2/ For the avoidance of doubt, @Gemini has no exposure to FTT tokens or Alameda and no material exposure to FTX.

— Cameron Winklevoss (@cameron) November 9, 2022

Brian Armstrong, 39, chief executive officer of Coinbase Global Inc., reshared a Washington Post article from 2018 that described the publicly traded US company as “one of trust and legitimacy, in contrast to what it says are ‘fly-by-night’ exchanges that freely operate in a legal gray zone in other parts of the world.” Bankman-Fried's is based in the Bahamas.

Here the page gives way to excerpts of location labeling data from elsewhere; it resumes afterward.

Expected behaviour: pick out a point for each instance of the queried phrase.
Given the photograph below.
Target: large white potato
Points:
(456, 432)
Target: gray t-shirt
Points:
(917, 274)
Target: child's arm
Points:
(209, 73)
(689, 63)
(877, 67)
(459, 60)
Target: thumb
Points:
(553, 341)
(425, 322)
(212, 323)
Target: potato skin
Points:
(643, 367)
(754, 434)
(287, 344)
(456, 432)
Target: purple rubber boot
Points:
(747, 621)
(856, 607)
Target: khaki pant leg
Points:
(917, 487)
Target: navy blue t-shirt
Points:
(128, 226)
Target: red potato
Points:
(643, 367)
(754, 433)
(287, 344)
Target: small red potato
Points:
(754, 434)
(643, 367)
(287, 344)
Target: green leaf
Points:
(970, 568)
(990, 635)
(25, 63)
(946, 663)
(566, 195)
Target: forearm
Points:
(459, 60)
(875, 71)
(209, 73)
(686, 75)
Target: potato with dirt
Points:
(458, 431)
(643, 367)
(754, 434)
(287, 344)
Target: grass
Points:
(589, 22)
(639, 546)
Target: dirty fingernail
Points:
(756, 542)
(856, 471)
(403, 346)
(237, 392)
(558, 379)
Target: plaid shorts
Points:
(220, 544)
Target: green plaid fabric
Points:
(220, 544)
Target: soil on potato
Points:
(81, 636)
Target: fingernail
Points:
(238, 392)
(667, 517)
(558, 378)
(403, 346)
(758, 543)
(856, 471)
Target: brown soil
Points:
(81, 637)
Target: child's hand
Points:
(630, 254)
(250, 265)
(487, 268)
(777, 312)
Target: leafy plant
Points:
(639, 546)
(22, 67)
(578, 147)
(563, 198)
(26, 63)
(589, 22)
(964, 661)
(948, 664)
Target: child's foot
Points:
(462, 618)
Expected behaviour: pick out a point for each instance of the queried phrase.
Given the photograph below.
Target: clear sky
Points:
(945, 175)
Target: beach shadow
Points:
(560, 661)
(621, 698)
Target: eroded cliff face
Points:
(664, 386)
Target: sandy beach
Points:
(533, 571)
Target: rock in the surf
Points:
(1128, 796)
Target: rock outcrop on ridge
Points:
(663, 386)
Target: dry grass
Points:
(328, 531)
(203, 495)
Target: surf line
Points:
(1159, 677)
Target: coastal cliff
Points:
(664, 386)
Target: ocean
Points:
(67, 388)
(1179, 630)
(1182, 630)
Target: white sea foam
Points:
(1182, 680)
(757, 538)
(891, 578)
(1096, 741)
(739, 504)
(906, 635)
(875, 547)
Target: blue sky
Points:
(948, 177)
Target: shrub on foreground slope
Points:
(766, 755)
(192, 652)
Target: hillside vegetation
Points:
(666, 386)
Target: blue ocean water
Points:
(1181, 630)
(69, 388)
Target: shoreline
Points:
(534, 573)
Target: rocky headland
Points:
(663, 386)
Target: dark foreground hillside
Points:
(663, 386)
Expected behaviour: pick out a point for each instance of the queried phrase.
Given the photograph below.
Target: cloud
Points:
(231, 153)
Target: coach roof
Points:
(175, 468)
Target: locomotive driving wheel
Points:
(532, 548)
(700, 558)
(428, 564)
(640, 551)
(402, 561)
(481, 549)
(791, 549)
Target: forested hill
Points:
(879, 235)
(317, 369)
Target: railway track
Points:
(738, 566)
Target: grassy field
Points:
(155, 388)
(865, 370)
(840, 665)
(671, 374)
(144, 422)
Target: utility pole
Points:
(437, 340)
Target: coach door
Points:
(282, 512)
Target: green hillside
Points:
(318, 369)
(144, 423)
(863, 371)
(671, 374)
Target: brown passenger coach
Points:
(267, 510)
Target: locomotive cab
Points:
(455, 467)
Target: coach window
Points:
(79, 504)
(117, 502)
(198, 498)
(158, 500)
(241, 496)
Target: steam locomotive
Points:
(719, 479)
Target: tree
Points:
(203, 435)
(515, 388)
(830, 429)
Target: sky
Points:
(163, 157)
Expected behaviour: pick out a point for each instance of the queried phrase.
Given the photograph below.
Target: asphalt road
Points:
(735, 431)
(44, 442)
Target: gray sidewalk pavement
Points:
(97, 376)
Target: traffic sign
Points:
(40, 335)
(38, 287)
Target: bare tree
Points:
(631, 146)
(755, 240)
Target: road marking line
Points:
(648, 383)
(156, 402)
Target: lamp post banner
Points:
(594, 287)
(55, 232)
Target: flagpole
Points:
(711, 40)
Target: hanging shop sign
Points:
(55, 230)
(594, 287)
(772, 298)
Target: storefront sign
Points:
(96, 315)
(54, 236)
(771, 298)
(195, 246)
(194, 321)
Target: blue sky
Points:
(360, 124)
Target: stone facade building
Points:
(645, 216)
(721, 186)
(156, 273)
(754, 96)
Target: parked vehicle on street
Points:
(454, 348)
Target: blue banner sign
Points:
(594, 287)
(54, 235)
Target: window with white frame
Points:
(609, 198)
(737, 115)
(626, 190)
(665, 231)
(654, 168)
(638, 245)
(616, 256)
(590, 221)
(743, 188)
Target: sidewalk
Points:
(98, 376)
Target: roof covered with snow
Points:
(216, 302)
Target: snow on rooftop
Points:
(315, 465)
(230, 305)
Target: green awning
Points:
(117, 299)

And Changpeng “CZ” Zhao, the Binance billionaire who traded barbs with Bankman-Fried, then extended him a takeover offer only to revoke it, posted a checklist of what to avoid in crypto within two hours of FTX filing for bankruptcy. A few days later, he said his firm planned to launch a crypto recovery fund to help industry players facing a liquidity crunch.

“The real ripple effect of this is: People stop trusting other people, so people pull liquidity off of exchanges,” Michael Novogratz, the billionaire founder of Galaxy Digital Holdings, said in a telephone interview. His firm started taking down its exposure to FTX in the weekend before the bankruptcy warnings, though was still stuck with $77 million of exposure to the exchange, or 4% of Galaxy's capital.

In the interview, hours after FTX filed for bankruptcy, Novogratz, 57, said it could take weeks before “war stories show up,” given how many firms were linked to the exchange. He said the six-month period after Lehman Brothers failed, which kept stocks under pressure, could be used as a parallel to how markets may react to the FTX bankruptcy.

“I'm not saying that analogue will hold, but it will take a while,” he said.